Lecture 4: Logistic Regression as Machine Learning
Today’s Topics
Today’s slides.
Logistic Regression
Logistic regression, overfitting and regularisation. Again Logistic regression is an algorithm that comes from statistics, but it can also seen as a machine learning algorithm. The hypothesis is very similar to linear regression is it a set of values that defines a linear function. The difference between logistic regression and linear regression is the linear function goes through a logistic function that works as a threshold function. Unlike linear regression it is not possible to solve the model exactly, and gradient descent is necessary.
There are a lot of ways of thinking about how logistic regression works.
- As a modification of linear regression to get $0$ or $1$ values to divide the data set into two halves, or two find a separating hyperplane between the two classes.
- As an estimator of the probability that point begins to one class or another.

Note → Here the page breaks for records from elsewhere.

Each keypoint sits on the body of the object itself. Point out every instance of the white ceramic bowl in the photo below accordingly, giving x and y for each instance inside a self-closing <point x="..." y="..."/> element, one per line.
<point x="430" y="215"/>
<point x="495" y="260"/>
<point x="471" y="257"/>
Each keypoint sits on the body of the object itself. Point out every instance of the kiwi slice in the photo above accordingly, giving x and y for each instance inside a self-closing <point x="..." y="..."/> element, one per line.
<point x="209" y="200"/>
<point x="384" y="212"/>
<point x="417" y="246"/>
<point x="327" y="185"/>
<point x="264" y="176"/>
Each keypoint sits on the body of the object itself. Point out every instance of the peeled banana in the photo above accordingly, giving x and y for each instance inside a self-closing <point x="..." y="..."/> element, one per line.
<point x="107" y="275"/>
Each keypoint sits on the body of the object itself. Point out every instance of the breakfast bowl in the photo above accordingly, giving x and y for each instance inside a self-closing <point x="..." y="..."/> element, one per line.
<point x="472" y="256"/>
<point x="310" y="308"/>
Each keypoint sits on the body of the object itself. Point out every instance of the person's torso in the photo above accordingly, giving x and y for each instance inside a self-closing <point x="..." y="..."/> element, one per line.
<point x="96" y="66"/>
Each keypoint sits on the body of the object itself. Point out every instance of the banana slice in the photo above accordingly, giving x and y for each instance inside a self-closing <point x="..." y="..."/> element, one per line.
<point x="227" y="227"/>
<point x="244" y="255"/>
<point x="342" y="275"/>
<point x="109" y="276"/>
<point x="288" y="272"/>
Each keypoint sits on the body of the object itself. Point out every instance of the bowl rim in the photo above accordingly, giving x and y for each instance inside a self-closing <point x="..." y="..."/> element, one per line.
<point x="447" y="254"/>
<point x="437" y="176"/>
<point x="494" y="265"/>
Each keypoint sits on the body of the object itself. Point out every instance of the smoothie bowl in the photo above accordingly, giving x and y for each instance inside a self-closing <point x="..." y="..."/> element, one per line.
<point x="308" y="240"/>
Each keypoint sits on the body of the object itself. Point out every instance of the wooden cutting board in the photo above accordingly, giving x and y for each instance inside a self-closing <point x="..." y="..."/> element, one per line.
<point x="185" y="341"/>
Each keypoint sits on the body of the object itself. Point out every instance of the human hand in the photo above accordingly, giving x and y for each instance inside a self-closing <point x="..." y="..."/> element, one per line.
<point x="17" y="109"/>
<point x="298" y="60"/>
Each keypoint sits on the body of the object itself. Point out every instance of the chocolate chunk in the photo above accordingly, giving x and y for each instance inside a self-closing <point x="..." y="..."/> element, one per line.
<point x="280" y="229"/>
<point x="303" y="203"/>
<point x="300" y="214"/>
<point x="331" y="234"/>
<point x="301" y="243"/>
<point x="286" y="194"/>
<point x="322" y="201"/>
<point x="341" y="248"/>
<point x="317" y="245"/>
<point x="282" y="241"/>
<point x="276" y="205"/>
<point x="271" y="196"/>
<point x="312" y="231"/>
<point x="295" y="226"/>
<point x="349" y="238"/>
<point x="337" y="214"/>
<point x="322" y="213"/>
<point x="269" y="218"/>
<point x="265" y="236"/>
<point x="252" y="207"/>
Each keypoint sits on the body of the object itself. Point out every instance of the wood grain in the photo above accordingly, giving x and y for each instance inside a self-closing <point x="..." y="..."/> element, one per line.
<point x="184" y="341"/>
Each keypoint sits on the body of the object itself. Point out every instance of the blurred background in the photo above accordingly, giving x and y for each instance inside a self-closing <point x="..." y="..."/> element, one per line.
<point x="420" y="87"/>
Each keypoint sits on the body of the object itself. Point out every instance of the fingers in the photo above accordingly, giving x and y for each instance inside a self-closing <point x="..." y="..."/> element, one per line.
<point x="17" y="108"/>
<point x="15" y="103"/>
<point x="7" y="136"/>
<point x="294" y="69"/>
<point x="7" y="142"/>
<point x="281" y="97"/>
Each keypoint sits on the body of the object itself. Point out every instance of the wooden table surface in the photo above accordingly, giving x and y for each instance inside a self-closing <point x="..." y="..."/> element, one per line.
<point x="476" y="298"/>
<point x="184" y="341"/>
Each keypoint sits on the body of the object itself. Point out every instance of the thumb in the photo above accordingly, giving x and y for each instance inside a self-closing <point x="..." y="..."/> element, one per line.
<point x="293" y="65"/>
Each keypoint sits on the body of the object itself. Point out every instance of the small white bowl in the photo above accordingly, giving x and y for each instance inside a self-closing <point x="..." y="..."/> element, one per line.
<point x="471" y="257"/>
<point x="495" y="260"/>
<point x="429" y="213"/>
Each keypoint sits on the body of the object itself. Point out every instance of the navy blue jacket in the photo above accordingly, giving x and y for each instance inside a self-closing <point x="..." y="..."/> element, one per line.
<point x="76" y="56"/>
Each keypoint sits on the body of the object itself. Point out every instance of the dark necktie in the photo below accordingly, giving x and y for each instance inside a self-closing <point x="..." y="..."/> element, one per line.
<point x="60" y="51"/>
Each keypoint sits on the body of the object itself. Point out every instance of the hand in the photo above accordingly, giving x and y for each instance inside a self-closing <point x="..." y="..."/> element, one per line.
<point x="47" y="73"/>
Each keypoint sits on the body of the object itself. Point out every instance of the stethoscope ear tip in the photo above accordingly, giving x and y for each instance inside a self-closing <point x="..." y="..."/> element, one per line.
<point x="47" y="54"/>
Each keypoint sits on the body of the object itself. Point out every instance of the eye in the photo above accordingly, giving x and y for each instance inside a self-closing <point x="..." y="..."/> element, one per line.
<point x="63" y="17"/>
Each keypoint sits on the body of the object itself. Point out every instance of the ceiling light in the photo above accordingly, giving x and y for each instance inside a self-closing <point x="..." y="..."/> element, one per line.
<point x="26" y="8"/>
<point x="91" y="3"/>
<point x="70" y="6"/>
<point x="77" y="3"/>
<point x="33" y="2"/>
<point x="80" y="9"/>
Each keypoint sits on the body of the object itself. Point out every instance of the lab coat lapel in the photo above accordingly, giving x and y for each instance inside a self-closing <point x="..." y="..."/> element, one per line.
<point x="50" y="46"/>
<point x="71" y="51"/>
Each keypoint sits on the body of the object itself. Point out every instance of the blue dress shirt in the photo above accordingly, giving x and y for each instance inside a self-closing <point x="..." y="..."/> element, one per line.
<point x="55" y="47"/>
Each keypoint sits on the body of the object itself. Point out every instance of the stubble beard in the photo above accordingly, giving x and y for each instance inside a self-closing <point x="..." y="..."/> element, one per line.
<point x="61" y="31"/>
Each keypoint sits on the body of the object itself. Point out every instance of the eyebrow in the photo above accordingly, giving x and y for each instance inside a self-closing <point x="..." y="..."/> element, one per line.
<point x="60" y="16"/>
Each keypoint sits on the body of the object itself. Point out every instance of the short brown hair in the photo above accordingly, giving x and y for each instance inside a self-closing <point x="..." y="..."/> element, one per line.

- As a single neuron. You can see logistic regression as the beginning of neural networks.
Overfitting and Regularisation
Both linear and logistic regression can be improved with a regularisation term that avoids overfitting. You should try to begin to understand why overfitting is a problem and some strategies for avoiding it.
Reading Guide
Logistic Regression
- Hundred-Page Machine Learning Book Chapter 3 section 3.2.
Overfitting and Regularisation
- Hundred-Page Machine Learning Book Chapter 3 section 3.1.2 and Chapter 5 sections 5.4 and 5.5.
Multiclass classification.
- One-vs-Rest and One-vs-One an excellent article by Jason Brownlee.
Confusion Matrices
- Again the Hundred-Page Machine Learning Book Chapter 5 section 5.6 (but not 5.6.5 or 5.6.4).
What should I know by the end of this lecture?
- What is logistic regression and how does it differ from linear regression?
- What is the cost function? What does the logistic function do?
- How do I implement gradient descent for logistic regression?
- How does logistic regression relate to log-odds and what is it relationship with probability.
- What is overfitting?
- How does the regularisation term work in linear and logistic regression and how does it avoid overfitting.
- How do you use a binary classifier for multi-class classification? What is one-vs-all classification?
- What is a confusion matrix?